Petrenkos Einstand bei den Berliner Philharmonikern

petrenkos-einstand-bei-den-berliner-philharmonikern © Wilfried Hösl
Das erste Konzert wird der designierte Chefdirigent der Berliner Philharmoniker mit Beethovens Neunter feiern.

Initialzündung mit Beethoven

Die Berliner Philharmoniker haben ihre neue Saison vorgestellt. Diese wird besonders spannend, da der designierte Chefdirigent der Philharmoniker, Kirill Pentrenko, sein erstes Konzert geben wird.

In der ersten Pressekonferenz Petrenkos als Chefdirigent wurde bekanntgegeben, dass Petrenko seinen Einstand mit Ludwig van Beethoven geben wird. Am 23. August dirigiert er Beethovens Sinfonie Nr. 9 mit der „Ode an die Freude“. „Die Neunte enthält alles, was uns als Menschheit auszeichnet – das Gute und das Böse“, so Petrenko auf der Pressekonferenz.

Auch Ausschnitte der Oper „Lulu“ von Alban Berg werden zu hören sein.

Das Konzert werden Petrenko und die Berliner Philharmoniker am darauffolgenden Tag vor dem Brandenburger Tor wiederholen.
 

Beethoven-Jubiläum 2020

Das nächste Jahr wird in der Klassik ganz im Zeichen Ludwig van Beethovens stehen, wenn sich dessen Geburtstag zum 250. mal jährt. Neben Beethovens Neunter wird Petrenko in der Saison auch Beethovens „Missa solemnis“ sowie seine Beethovens einzige Oper „Fidelio“ dirigieren.
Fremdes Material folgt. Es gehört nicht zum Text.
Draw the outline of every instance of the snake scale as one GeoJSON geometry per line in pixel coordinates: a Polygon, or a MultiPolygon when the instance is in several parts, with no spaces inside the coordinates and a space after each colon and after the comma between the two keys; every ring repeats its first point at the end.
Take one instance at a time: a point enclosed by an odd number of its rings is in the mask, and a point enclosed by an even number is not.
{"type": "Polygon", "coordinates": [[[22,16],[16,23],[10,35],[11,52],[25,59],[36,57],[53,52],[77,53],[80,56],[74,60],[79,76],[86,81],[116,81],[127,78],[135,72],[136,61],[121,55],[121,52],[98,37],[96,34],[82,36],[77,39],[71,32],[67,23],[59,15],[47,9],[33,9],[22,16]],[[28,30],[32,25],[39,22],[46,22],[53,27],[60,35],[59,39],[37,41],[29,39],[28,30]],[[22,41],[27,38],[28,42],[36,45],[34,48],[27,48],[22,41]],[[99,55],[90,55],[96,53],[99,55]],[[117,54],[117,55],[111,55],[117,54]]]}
Es ist auch ein „Beethoven-Marathon“ geplant, bei dem die Berliner Philharmoniker innerhalb von zwei Tagen am 25. und 26. April sämtliche Streichquartette und weitere Kammermusik Beethovens spielen werden.


 

Eine zurückhaltende Saison

Der medienscheue Petrenko wird sehr viel weniger Konzerte geben als dessen Vorgänger Rattle. Während dieser in seinen Saisons durchschnittlich 60 Konzerte mit den Berliner Philharmonikern leitete, werden es in der kommenden Saison mit Petrenko 39 sein.  

Bis 2020 wird Petrenko allerdings auch noch anderen Pflichten nachkommen: bis Mitte nächsten Jahres ist er auch Generalmusikdirektor der Bayerischen Staatsoper in München.

Die kommende Saison wird auch politisch sein: so spielen die Berliner Philharmoniker und Petrenko zum 75. Jahrestag des Ende des Zweiten Weltkriegs und der Befreiung des deutschen Konzentrationslagers Ausschwitz Konzerte in Jerusalem und Tel Aviv.
 

Kirill Petrenko

Der russische Dirigent wurde 2015 zum neuen Chefdirigenten der Berliner Philharmoniker gewählt. Damit löst er seinen Vorgänger Sir Simon Rattle ab, welcher nach 16 Jahren bei den Berliner Philharmonikern im vergangenen Jahr seinen Abschied feierte.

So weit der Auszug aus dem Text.